The guide shows that integrating post-pregnancy family planning into maternal and newborn health services leads to clear improvements in contraceptive use and access.
In Ethiopia , the integration of post-abortion family planning expanded access to long-acting reversible contraception. This highlights the effectiveness of integrated service delivery in improving access to and uptake of contraception after pregnancy.
This not only helps individuals and families make healthier decisions; it also eases pressure on health systems and supports long-term economic development.
Social and behaviour change: Addressing myths and misconceptions
Access to services is only part of the equation. In many places, family planning is still surrounded by fear, misunderstanding and stigma. Some people worry about side effects, others believe myths, and sometimes women share that they cannot make decisions without their partner's approval.
Social and behaviour change (SBC) interventions are designed to address these issues. Through radio spots, local theatre, mobile messaging, community meetings and training of trusted influencers, from faith leaders to youth champions, these efforts aim to start conversations, build trust and provide accurate information.

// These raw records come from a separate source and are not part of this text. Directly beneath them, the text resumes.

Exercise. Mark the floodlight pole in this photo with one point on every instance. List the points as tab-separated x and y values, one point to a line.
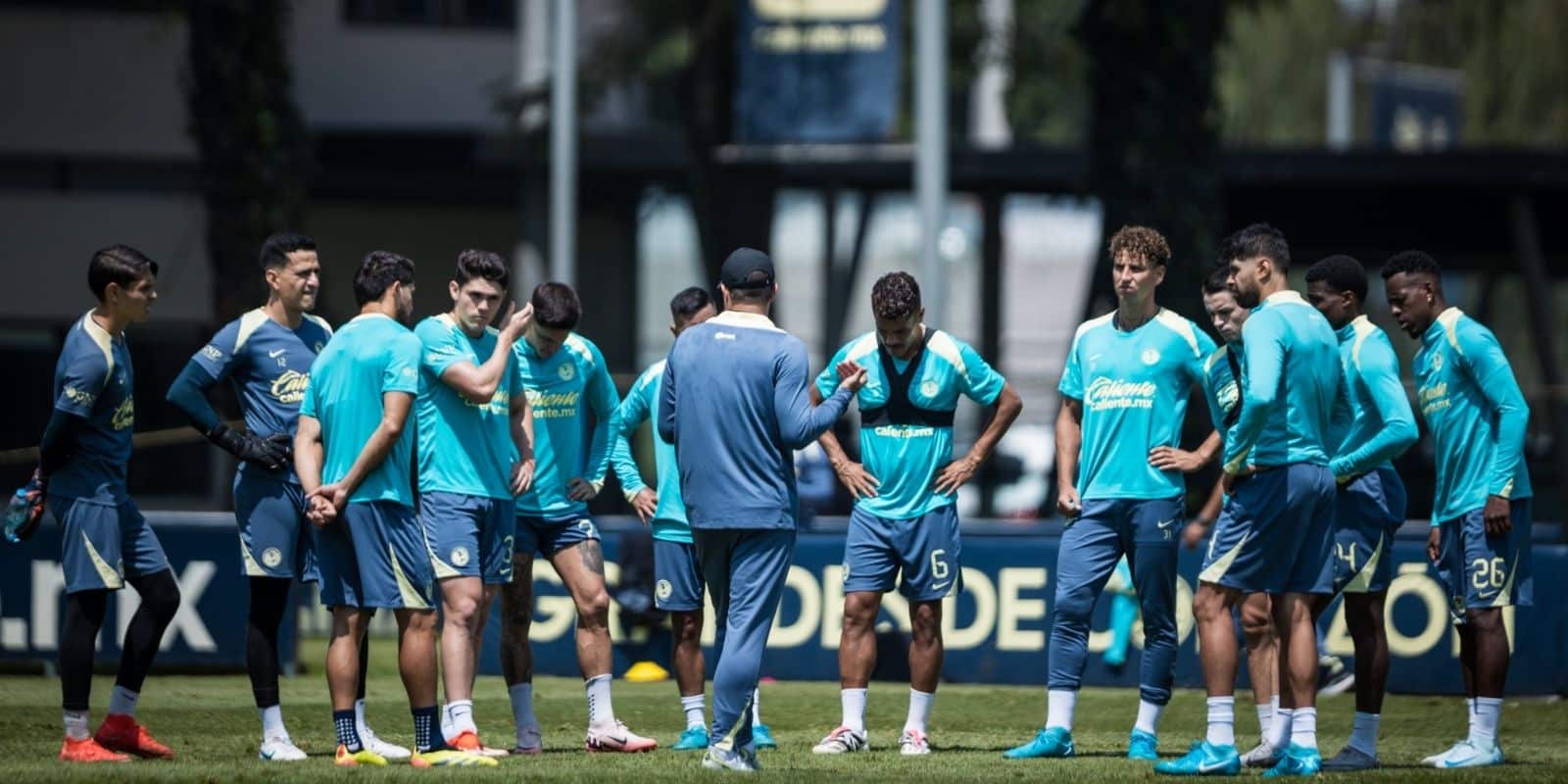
564	141
930	154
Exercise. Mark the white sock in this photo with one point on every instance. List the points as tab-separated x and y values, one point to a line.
1222	721
273	723
1058	708
600	710
1264	718
1489	710
1278	736
692	706
122	702
854	702
77	725
919	710
1303	728
1363	737
460	715
1150	717
522	708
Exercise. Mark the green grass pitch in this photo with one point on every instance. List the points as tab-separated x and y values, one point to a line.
212	725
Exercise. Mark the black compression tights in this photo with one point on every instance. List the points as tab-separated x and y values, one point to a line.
269	604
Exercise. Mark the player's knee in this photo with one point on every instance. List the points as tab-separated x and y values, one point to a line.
161	595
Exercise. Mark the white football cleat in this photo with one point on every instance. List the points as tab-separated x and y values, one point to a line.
389	752
843	741
279	750
615	737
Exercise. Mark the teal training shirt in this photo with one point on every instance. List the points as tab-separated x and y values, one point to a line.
463	447
372	355
1134	386
572	400
639	405
1290	383
1476	413
906	459
1372	422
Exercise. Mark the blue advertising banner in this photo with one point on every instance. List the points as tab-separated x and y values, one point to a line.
206	634
817	71
996	631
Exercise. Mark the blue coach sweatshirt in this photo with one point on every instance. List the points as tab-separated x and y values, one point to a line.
734	402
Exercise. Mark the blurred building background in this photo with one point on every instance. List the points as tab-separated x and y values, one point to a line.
192	129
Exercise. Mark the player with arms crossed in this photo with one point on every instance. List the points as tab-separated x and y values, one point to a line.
1481	517
1371	425
353	454
106	541
474	457
267	357
572	399
734	404
1125	392
679	582
1222	373
1277	533
906	514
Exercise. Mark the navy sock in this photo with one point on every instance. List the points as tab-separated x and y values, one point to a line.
347	733
427	729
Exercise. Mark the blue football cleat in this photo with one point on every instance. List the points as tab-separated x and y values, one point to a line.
762	737
1144	745
1298	760
1203	760
1050	742
694	739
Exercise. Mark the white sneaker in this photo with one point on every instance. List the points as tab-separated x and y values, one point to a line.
1261	757
279	750
843	741
615	737
529	741
1437	760
391	752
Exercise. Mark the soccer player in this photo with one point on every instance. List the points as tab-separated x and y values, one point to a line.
906	517
679	582
267	357
1481	517
1123	397
1371	425
572	399
1222	370
474	457
734	404
106	541
1277	533
353	455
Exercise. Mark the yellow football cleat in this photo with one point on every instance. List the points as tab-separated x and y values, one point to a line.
647	673
358	758
451	758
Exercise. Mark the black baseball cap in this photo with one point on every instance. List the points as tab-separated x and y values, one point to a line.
747	269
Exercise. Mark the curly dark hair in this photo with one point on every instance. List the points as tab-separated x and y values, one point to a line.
1141	242
896	295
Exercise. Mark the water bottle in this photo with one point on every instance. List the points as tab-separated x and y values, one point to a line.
16	514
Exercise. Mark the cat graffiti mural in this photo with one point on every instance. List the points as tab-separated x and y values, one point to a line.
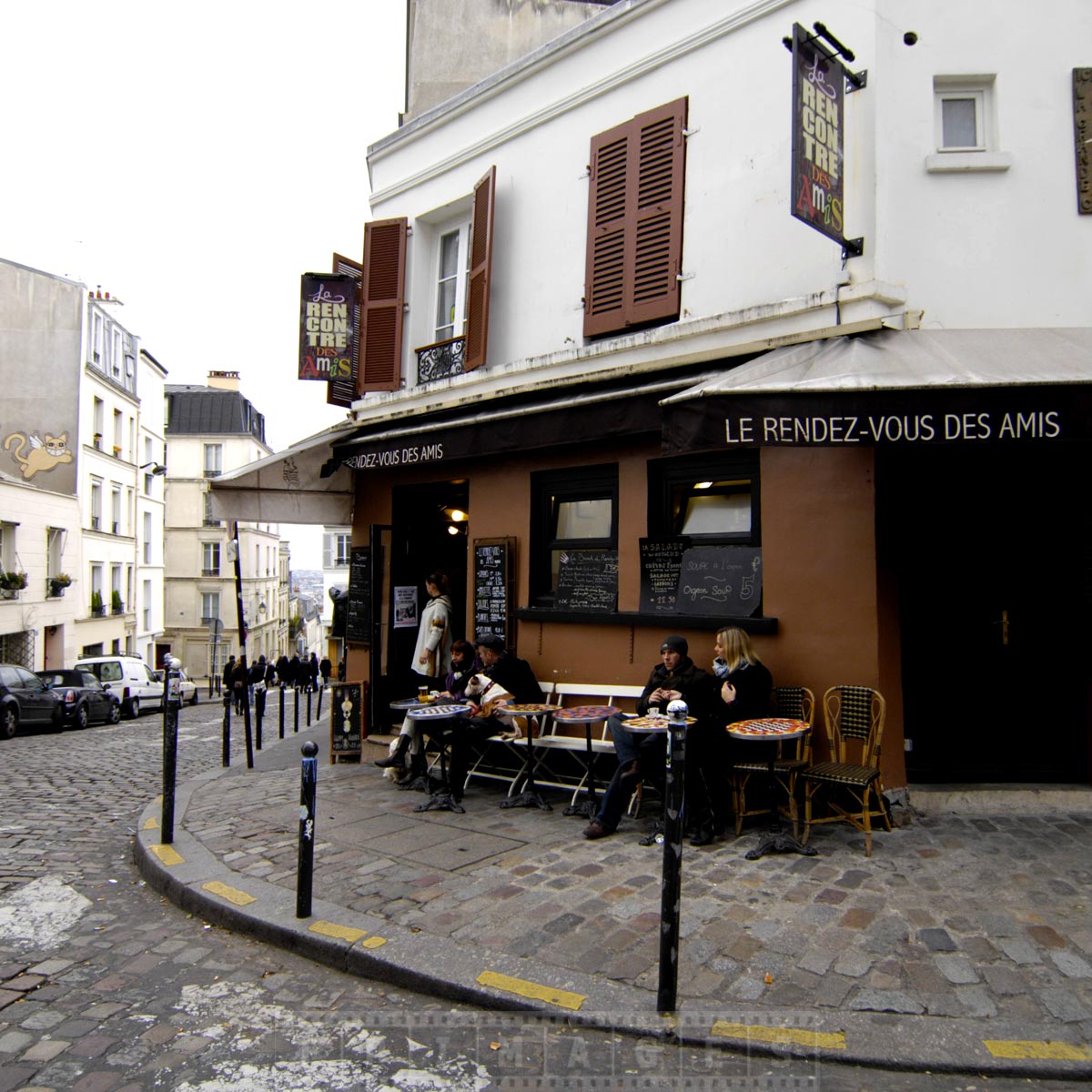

In both Uganda and Kenya, SBC approaches have supported efforts to increase access to and use of family planning services. In Uganda, community-based initiatives such as social accountability dialogues and family planning voucher programmes improved service quality and uptake among women, including those living with HIV. In Kenya, interventions such as the Tupange Project and community dialogue initiatives under the Family Planning Results Initiative contributed to greater community engagement and the integration of family planning into health systems, helping to shift social norms and encourage open discussion about contraception.
A smarter way to scale up
These three approaches cannot happen in isolation. They are part of a larger effort to identify what works, spot bottlenecks and replicate success.
Through a method called " bottleneck analysis ", countries are taking a systematic approach: reviewing national data, conducting interviews with frontline workers and communities and facilitating workshops to identify the root causes holding progress back. Then, they work together to find practical solutions – whether it is revising outdated policies, training more staff, improving supply chains or coordinating better across sectors.
The results speak for themselves: a measurable expansion of services in hard-to-reach places, more women and men accessing the care they need and more people equipped with the knowledge to make informed choices.
When people are empowered to choose if and when to have children, families thrive, children are healthier, communities are stronger and countries grow more resilient. This is the basis of a healthier, more prosperous future.